On an NFS client, the user can obtain access to Snapshot copies.
The following illustration shows the directory structure on an NFS client with the vol0 volume named toaster mounted on the /n/toaster directory:
In this example, the user can obtain access to Snapshot copies in the /n/toaster/.snapshot directory. Notice that the .snapshot directory is shown only at the mountpoint, although it actually exists in every directory in the tree. The user, however, can only see the .snapshot directory at the mountpoint. That is, the .snapshot directory is accessible by name in each directory, but is only seen in the output of the ls command at the mountpoint.

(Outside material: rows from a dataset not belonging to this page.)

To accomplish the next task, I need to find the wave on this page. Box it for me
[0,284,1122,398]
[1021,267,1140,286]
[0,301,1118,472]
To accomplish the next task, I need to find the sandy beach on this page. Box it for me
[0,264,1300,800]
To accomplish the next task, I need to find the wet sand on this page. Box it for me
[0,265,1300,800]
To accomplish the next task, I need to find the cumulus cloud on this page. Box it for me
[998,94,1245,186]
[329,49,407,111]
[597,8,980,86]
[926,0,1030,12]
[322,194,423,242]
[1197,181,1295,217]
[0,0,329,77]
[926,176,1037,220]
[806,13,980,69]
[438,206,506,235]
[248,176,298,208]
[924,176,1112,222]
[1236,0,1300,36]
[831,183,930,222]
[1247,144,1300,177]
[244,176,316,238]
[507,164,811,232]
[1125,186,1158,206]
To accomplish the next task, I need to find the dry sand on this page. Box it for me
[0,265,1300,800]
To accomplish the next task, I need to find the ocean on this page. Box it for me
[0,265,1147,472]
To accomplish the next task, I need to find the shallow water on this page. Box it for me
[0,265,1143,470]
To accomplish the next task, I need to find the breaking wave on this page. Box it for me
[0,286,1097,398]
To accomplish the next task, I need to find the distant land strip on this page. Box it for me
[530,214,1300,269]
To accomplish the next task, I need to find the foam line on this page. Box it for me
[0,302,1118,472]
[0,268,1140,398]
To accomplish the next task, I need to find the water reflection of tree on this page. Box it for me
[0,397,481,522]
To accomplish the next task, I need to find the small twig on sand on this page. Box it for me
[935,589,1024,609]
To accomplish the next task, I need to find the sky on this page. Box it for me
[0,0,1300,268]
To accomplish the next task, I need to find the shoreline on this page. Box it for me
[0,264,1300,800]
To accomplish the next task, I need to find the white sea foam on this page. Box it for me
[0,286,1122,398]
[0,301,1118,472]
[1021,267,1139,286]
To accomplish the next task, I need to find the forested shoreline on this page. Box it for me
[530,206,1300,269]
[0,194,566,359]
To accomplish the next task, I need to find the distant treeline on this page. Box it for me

systemA> ls -a . .. .snapshot dir1 dir2
systemA> cd dir1 systemA> ls -a . .. file1 file2
systemA> ls .snapshot hourly.0 hourly.4 nightly.0 nightly.4 hourly.1 hourly.5 nightly.1 nightly.5 hourly.2 hourly.6 nightly.2 weekly.0 hourly.3 hourly.7 nightly.3 weekly.1
If the .snapshot directory entry appeared in every directory, it would cause many commands to work improperly. For instance, all recursive commands for deleting files would fail because everything below the .snapshot directory is read-only. The recursive commands would copy everything in the Snapshot copies as well as files in the active file system. A find command would generate a list much longer than expected.